Code for 'LLM2Vec: Large Language Models Are Secretly Powerful Text Encoders'
https://mcgill-nlp.github.io/llm2vec/
MIT License
1.17k stars 88 forks source link

Does the instruction before question have any significance? #86

Closed aldrinjenson closed 4 months ago

aldrinjenson commented 4 months ago

Hi, I noticed that in the ReadMe example, there are instructions like "Given a web search query, retrieve relevant passages that answer the query:" added to each of the question as a prefix. I couldn't find any information on this in the paper as to why it is done.

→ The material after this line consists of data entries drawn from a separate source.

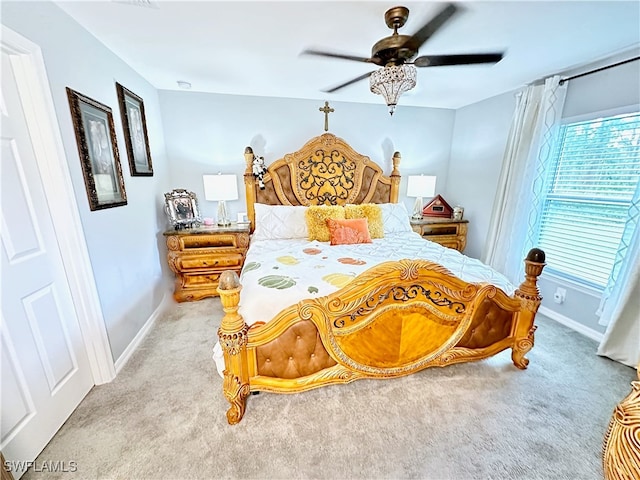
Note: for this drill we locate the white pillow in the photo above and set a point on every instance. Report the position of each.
(275, 222)
(395, 218)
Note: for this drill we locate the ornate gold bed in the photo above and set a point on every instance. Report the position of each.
(394, 319)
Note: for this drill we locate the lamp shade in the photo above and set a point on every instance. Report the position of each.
(220, 187)
(421, 186)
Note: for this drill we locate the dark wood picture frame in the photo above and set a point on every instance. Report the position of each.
(98, 150)
(181, 207)
(134, 123)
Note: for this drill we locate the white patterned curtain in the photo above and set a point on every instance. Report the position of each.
(521, 184)
(620, 306)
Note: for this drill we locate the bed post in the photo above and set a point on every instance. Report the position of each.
(530, 299)
(233, 339)
(395, 178)
(250, 187)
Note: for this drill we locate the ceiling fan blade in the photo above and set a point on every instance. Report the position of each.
(427, 30)
(446, 60)
(355, 58)
(354, 80)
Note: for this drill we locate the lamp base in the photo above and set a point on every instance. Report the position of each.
(223, 216)
(417, 209)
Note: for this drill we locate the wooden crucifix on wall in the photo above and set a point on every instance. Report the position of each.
(326, 110)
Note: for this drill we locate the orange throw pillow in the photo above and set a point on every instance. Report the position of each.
(348, 232)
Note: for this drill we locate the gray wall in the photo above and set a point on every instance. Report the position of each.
(192, 134)
(124, 243)
(207, 133)
(479, 139)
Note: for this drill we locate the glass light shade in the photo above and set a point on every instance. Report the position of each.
(221, 188)
(392, 81)
(420, 186)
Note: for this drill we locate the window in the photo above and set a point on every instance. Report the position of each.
(589, 188)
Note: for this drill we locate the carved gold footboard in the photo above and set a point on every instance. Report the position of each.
(393, 320)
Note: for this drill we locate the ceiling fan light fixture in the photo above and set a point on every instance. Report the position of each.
(392, 81)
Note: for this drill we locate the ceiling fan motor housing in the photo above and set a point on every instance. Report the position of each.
(395, 49)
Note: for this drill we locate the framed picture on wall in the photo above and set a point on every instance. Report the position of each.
(98, 149)
(136, 139)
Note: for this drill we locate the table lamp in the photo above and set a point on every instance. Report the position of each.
(420, 186)
(221, 188)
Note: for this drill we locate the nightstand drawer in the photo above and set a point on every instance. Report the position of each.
(191, 262)
(439, 230)
(447, 232)
(209, 241)
(198, 256)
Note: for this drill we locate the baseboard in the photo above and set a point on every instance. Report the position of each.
(146, 328)
(572, 324)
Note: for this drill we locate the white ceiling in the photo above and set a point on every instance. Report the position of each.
(253, 48)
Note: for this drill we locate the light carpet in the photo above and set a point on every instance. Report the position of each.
(164, 417)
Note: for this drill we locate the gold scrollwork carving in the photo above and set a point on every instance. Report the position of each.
(243, 240)
(173, 243)
(521, 347)
(399, 294)
(233, 342)
(236, 393)
(326, 178)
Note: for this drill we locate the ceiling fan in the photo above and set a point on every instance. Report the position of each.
(396, 54)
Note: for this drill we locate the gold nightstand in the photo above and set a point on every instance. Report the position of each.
(199, 255)
(445, 231)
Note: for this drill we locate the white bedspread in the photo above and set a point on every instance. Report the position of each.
(279, 273)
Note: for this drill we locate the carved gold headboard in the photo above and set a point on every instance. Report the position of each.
(325, 171)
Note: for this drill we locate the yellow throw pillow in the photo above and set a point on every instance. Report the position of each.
(348, 232)
(373, 214)
(316, 217)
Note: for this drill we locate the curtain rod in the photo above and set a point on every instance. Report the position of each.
(599, 69)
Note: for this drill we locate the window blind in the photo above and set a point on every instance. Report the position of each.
(591, 182)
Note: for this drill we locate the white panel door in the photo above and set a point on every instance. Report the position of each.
(44, 365)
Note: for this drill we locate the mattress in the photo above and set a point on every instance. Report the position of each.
(279, 273)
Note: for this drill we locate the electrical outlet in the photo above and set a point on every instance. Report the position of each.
(560, 295)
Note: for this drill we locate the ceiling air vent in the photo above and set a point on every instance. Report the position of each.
(139, 3)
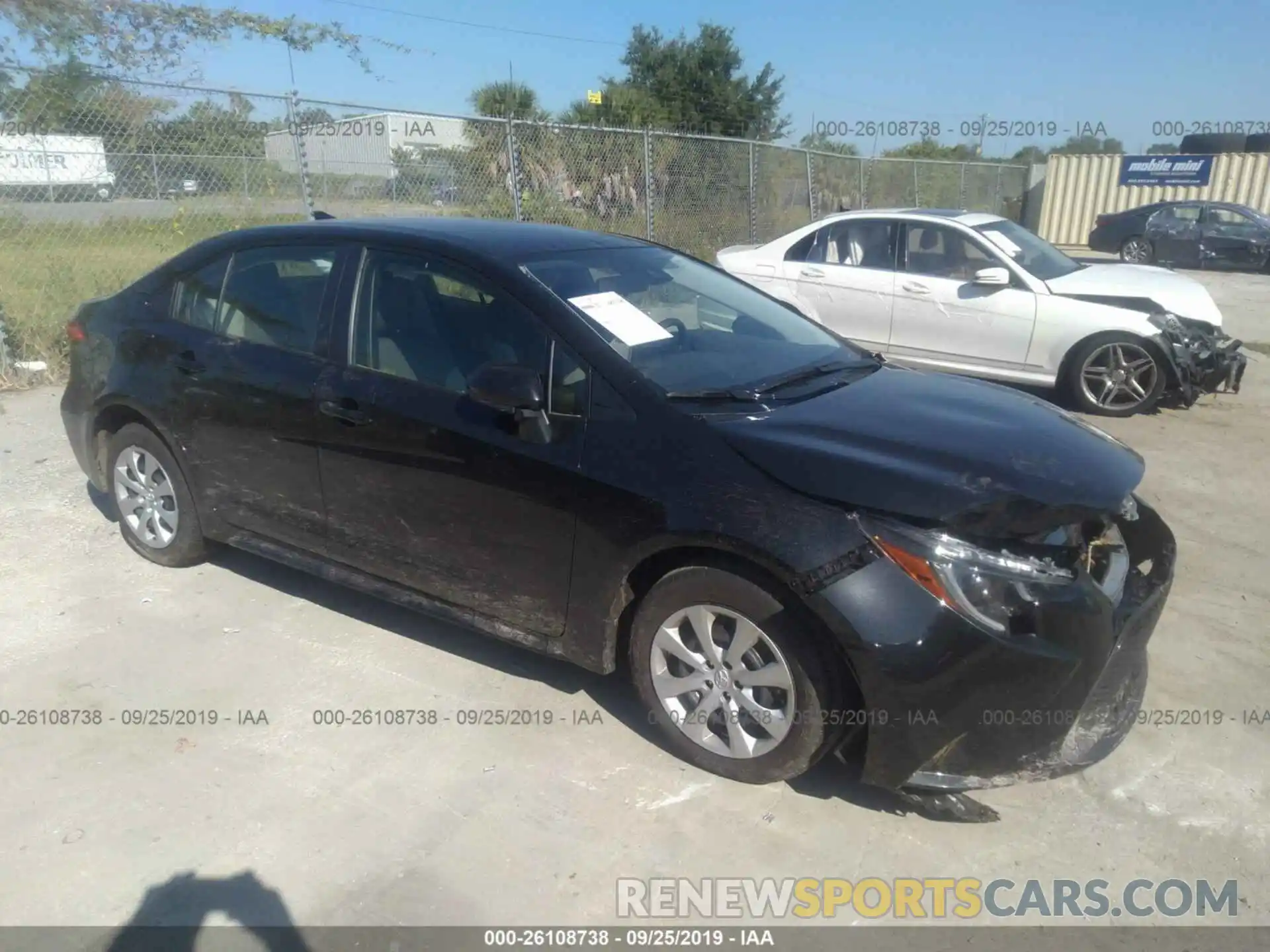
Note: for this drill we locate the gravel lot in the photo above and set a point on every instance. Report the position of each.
(517, 825)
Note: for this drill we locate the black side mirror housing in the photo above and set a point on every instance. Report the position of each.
(507, 387)
(515, 390)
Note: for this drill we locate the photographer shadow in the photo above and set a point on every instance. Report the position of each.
(172, 914)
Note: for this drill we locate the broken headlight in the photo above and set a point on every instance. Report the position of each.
(988, 587)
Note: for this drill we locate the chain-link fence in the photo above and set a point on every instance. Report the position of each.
(102, 179)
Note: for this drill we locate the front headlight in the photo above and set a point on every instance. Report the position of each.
(990, 588)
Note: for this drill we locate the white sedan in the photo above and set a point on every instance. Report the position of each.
(980, 295)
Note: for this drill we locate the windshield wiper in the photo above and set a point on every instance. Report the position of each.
(803, 375)
(733, 394)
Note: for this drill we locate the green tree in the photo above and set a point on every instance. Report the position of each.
(931, 149)
(157, 34)
(693, 85)
(1029, 155)
(1089, 145)
(820, 143)
(508, 100)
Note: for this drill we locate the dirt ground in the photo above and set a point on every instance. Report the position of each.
(458, 824)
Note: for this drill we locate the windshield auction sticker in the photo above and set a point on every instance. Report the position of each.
(621, 317)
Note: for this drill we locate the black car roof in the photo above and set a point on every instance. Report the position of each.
(489, 237)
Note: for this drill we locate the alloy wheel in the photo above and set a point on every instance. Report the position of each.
(1119, 376)
(148, 502)
(1136, 251)
(723, 681)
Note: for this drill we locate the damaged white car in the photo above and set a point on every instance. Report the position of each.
(980, 295)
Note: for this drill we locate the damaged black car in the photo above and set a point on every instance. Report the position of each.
(603, 450)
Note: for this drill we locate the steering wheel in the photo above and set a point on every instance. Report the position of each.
(679, 329)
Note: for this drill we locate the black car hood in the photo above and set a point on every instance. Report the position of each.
(969, 455)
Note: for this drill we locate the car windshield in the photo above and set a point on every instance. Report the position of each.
(687, 327)
(1032, 253)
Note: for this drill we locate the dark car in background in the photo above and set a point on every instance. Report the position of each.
(1187, 235)
(610, 452)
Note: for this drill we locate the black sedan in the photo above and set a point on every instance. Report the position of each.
(603, 450)
(1187, 235)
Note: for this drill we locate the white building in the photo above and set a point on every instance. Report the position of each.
(362, 145)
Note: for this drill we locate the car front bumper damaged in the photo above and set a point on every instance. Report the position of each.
(1202, 358)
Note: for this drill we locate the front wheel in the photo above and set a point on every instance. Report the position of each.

Could you provide the use of doing it this way. Will skipping the instruction or even changing the wording of the instructions affect the result quality of the final embedding? How significant will it be?

vaibhavad commented 4 months ago

Hi @aldrinjenson,

Thanks for your interest in our work.

Instructions are necessary to differentiate between different tasks when using a single model, e.g. - retrieval, classification, sentence similarity etc. We mention the details of our setup in Section 3.2 in the paper. The list of all instructions used are given in Table 8 and Table 10.

In general, the field of instruction following encoders is a well explored field. The Instructor paper has more details about motivation to use instructions for encoding.

Let me know if you have any more questions.

aldrinjenson commented 4 months ago

Ahh. This makes sense. Thanks a lot for the clarification @vaibhavad!